Secondly, I love nothing more than the sight of a big load of my white sticky cum drenching some babe, covering her face or tits or filling her mouth. But I had learned long ago that the volume of my precious loads, while still impressive, dwindled with the more sex I had. So, my second invention, which I take once a day, stimulates constant production of the seminal fluids and ensures that every load I shoot will be a massive one -- larger than any you've ever had. I could drown small cats ... or should I say pussies? ... with the stuff I shoot.
Finally, I figured if a nine-inch cock was great, a 10-inch cock would be even better. I took a supplement (which I invented) which made my cock grow in both length and girth in small but consistent increments. It is now a prodigious 12-inch monster with a circumference that stretches every mouth, pussy and asshole to its limits. I told you I was a genius.
I finally stopped taking it after I realized that some women were having trouble deep-throating me. If it kept growing, it would be a deadly weapon ... especially the way I use it.
I fuck very hard and very fast ... no need to hold back, I'll have another full erection and full load of cum ready in less than five minutes. I'm not into slow, sensual sex. I fuck good and hard. I guess my name suits me, Dr. Pound. What's the good in doing anything -- including fucking -- if you're not going to go all out?
So why haven't I shared all these great inventions? I could make a fortune. Well, I already have a fortune and I don't want anyone else to have what I do -- a fool-proof method to world-class pussy. Like I said, I'll tell you how it's done because I like to brag, but trust me, don't try this at home. You can't handle it. There's only one superman, one man with a cock of steel, if you will, and that's me.

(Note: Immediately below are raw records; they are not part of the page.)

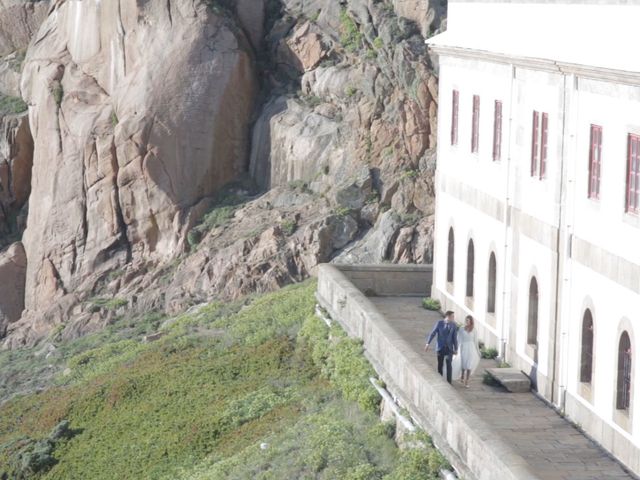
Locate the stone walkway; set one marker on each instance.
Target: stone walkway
(552, 446)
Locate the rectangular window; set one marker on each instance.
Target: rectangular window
(595, 157)
(497, 131)
(539, 140)
(454, 117)
(633, 175)
(543, 145)
(475, 124)
(534, 143)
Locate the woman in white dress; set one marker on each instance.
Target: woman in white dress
(468, 356)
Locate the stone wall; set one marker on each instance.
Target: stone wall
(469, 443)
(383, 280)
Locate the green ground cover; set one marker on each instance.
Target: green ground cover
(258, 389)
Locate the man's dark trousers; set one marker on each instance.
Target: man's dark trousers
(441, 358)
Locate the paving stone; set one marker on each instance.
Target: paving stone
(548, 443)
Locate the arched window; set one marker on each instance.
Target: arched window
(586, 357)
(470, 268)
(532, 330)
(491, 293)
(450, 251)
(623, 397)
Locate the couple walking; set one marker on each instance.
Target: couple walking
(458, 347)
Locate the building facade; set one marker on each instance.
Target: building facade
(538, 199)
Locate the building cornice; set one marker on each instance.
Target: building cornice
(542, 64)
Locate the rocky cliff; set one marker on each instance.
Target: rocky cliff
(185, 150)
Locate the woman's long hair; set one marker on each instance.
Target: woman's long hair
(469, 327)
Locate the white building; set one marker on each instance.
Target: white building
(538, 198)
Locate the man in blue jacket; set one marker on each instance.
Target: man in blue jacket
(447, 343)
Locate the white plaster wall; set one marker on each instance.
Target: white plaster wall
(491, 82)
(535, 260)
(613, 309)
(549, 30)
(604, 222)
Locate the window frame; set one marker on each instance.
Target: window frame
(534, 143)
(595, 162)
(497, 131)
(544, 138)
(586, 348)
(632, 194)
(624, 376)
(455, 107)
(475, 125)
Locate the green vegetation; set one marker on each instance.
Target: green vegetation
(108, 303)
(490, 353)
(342, 212)
(225, 204)
(258, 388)
(58, 92)
(431, 304)
(488, 379)
(409, 174)
(350, 91)
(350, 35)
(314, 18)
(12, 105)
(289, 226)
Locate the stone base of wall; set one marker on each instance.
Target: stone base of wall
(469, 443)
(603, 433)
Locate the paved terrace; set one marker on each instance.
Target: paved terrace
(487, 432)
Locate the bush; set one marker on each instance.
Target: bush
(431, 304)
(289, 227)
(108, 303)
(489, 353)
(350, 37)
(488, 379)
(12, 105)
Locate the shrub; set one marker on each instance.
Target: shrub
(490, 353)
(12, 105)
(351, 37)
(289, 227)
(58, 92)
(108, 303)
(431, 304)
(342, 212)
(488, 379)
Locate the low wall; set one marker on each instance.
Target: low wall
(469, 443)
(392, 279)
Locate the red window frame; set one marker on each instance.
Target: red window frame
(595, 161)
(455, 102)
(475, 124)
(497, 131)
(543, 145)
(534, 143)
(633, 174)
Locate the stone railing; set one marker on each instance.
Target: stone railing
(470, 444)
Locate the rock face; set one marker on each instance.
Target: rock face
(13, 267)
(132, 129)
(16, 157)
(19, 20)
(142, 112)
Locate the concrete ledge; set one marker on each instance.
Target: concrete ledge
(391, 279)
(471, 446)
(511, 378)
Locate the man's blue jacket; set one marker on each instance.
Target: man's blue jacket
(447, 337)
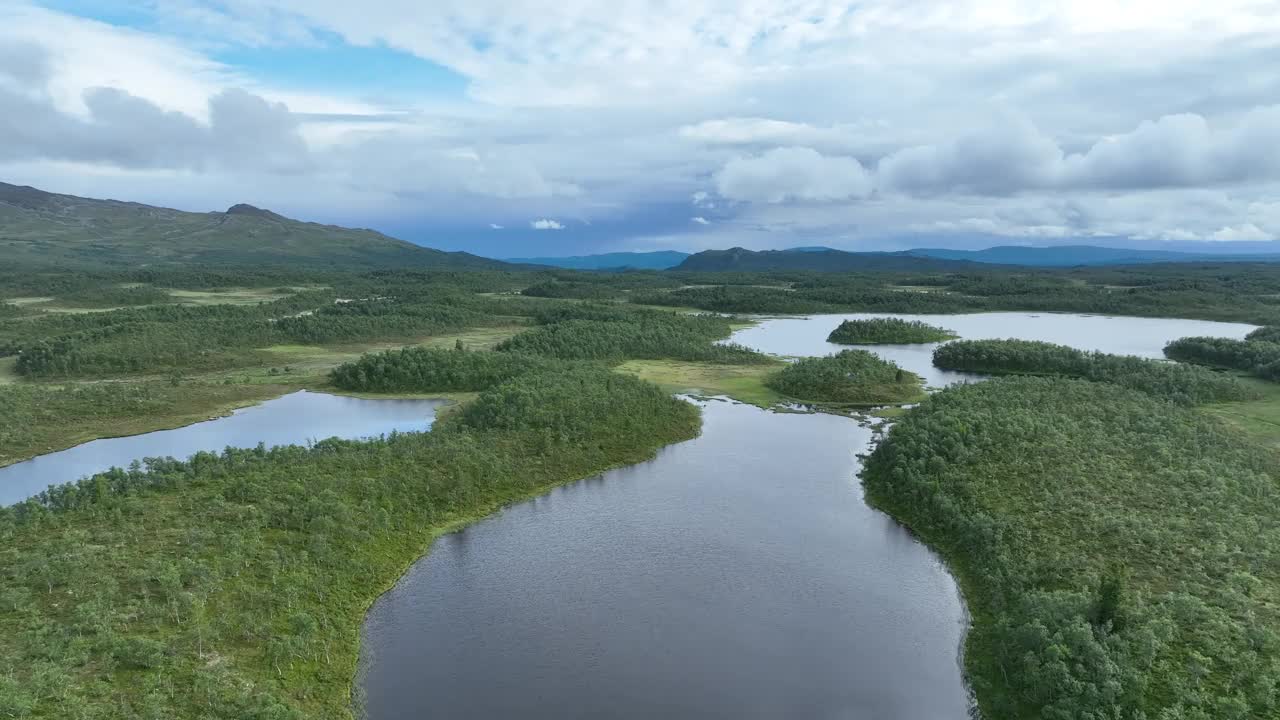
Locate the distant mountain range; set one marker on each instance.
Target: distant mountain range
(1073, 255)
(45, 228)
(816, 259)
(659, 260)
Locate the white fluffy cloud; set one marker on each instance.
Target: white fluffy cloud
(792, 174)
(1023, 119)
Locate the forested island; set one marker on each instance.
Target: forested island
(850, 377)
(233, 584)
(1065, 507)
(1184, 384)
(887, 331)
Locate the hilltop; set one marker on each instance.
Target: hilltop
(816, 259)
(46, 228)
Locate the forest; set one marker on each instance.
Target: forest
(1116, 551)
(233, 584)
(1258, 354)
(887, 331)
(850, 377)
(238, 580)
(1182, 384)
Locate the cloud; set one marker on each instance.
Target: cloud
(792, 173)
(814, 118)
(1001, 158)
(1011, 155)
(243, 131)
(1243, 232)
(771, 132)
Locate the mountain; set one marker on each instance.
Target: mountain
(1072, 255)
(816, 259)
(45, 228)
(659, 260)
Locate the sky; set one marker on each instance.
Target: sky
(533, 128)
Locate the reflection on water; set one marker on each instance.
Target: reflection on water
(735, 575)
(292, 419)
(1144, 337)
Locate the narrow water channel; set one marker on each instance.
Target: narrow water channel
(736, 575)
(293, 419)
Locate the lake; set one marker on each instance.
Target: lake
(739, 574)
(1144, 337)
(293, 419)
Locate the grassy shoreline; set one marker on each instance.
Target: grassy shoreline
(275, 556)
(1015, 516)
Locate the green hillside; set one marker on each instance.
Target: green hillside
(739, 259)
(44, 228)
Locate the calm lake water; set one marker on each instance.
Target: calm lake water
(735, 575)
(292, 419)
(1144, 337)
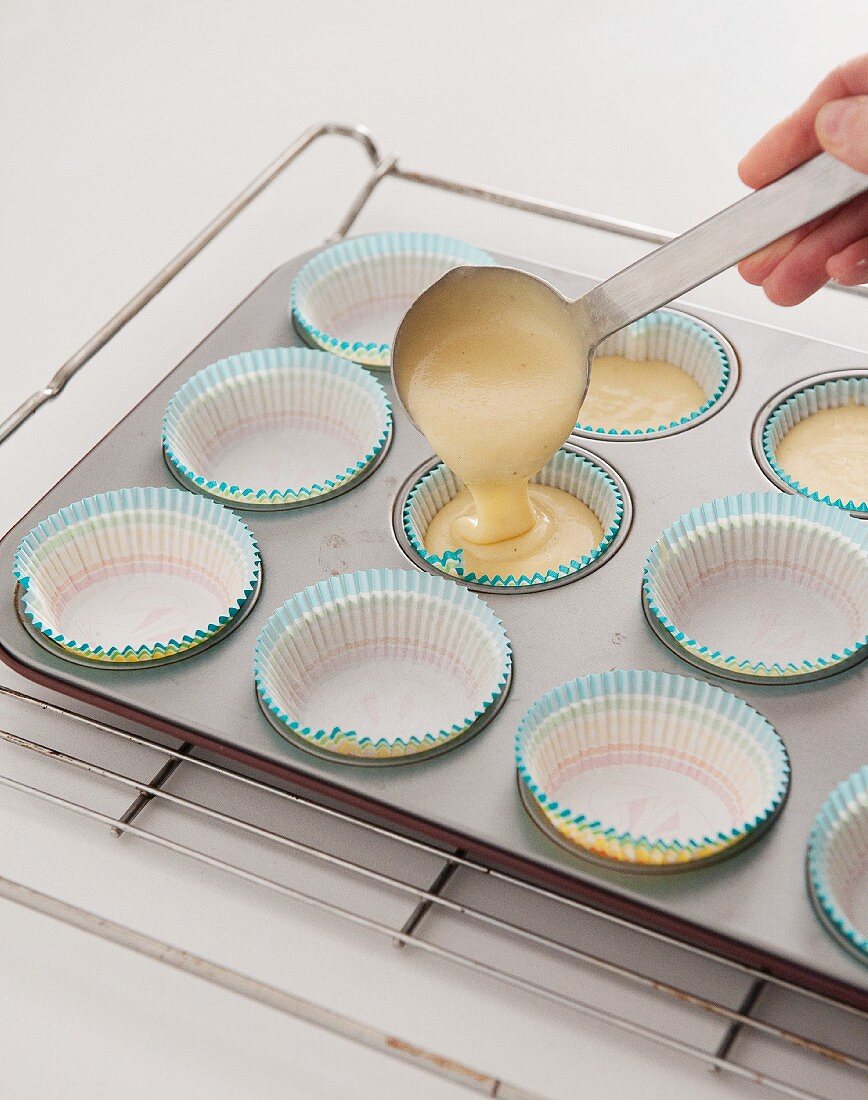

Armed with a medical degree and a nearly permanent erection, I entered the work world ready to conquer. The primary thing I needed to do was to figure out where I could find an endless supply of pussy to accommodate my endless horniness. I wanted some way to have hot pussy coming to me all the time ... a pussy pipeline, if you will. Now, I don't have a lot of friends. Guys get jealous when you fuck their girlfriends. Go figure. But I have a brother and I have a lot of money and power. Who needs friends when you have all that?
Bart, my younger brother by three years, had made a good deal of money on some of the dot-coms and then had the good sense to get out while he was ahead, using his capital to purchase a rundown strip club, which he quickly fixed up. Now it's a high-end strip club with gorgeous girls, very private back rooms and some high-priced clientele. Building on that successful model, he opened three more clubs in town, plus opened two Hooters restaurants.